According to the repo, dflash-mlx implements the 2026 DFlash speculative-decoding approach on top of MLX. A draft model generates 16 tokens in parallel using block diffusion, and the target verifies those tokens in a single forward pass. The project describes the output as lossless, meaning no token is emitted unless it has been verified by the target model before commit. The reported hardware setup is Apple M5 Max with 64GB unified memory on MLX 0.31.1. The headline number for Qwen3.5-9B at 2048 generated tokens is a jump from 30.96 tok/s to 127.07 tok/s, a 4.13x speedup with 89.36% acceptance.

Where the gains come from

One of the strongest details in both the post and the README is that the author does not claim magic from custom kernels alone. In fact, they say many obvious low-level attempts came back slower than stock MLX because Apple Silicon local inference is heavily bandwidth-bound. The important wins came from tape-replay rollback, a JIT 2-pass SDPA path for longer contexts, and the numerical work needed to keep speculative verify cycles stable. That is why the acceptance rate stays near 89% over long generations instead of collapsing. This is more interesting than a benchmark screenshot because it identifies the practical bottleneck: keeping verification and rollback coherent enough that speculative decoding stays useful at real sequence lengths.

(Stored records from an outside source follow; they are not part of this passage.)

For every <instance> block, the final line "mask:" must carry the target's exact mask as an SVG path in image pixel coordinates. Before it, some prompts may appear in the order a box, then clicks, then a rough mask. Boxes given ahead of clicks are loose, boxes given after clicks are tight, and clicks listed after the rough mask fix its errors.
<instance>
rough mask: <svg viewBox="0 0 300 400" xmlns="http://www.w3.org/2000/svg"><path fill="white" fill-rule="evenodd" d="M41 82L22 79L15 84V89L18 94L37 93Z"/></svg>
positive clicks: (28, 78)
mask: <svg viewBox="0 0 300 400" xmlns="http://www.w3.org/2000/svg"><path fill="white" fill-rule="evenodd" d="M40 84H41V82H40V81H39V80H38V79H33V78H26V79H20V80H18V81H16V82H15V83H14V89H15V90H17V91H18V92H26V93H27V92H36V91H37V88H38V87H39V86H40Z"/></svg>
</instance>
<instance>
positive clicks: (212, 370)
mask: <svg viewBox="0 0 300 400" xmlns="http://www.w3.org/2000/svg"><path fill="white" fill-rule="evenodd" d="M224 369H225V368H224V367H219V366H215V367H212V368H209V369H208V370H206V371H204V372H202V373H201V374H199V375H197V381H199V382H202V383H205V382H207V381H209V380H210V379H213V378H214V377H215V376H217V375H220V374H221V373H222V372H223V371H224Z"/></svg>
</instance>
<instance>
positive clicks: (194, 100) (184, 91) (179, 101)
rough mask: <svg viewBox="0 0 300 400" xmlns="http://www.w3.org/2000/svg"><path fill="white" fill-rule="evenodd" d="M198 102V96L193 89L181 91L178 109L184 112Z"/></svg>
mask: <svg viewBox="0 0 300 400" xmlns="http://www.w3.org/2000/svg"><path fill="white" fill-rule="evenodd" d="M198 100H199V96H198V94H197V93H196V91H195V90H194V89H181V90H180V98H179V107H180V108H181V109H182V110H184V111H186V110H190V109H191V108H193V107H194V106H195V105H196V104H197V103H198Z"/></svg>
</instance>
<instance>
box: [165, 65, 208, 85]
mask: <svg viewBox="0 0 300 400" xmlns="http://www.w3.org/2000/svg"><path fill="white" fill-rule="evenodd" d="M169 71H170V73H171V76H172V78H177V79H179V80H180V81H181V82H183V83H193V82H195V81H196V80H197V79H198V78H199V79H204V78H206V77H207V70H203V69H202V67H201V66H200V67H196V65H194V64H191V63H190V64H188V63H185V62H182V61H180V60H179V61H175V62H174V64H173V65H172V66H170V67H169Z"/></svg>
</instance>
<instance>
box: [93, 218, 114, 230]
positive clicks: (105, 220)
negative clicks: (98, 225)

Why the thread saw it as useful, not just clever

The practical appeal is obvious for Mac-based local inference. If the numbers hold, a stock-MLX workflow around Qwen models becomes much more usable without a forked runtime or a proprietary serving stack. The repo is also careful about where the gains shrink. For example, the README says Qwen3.5-27B-4bit sees smaller speedups because the quantized target is already fast enough that the bf16 draft becomes part of the bottleneck. That kind of caveat helped the post feel more believable. LocalLLaMA reacted to this as an engineering improvement that could actually change day-to-day throughput on Apple hardware, not as another overfitted benchmark brag.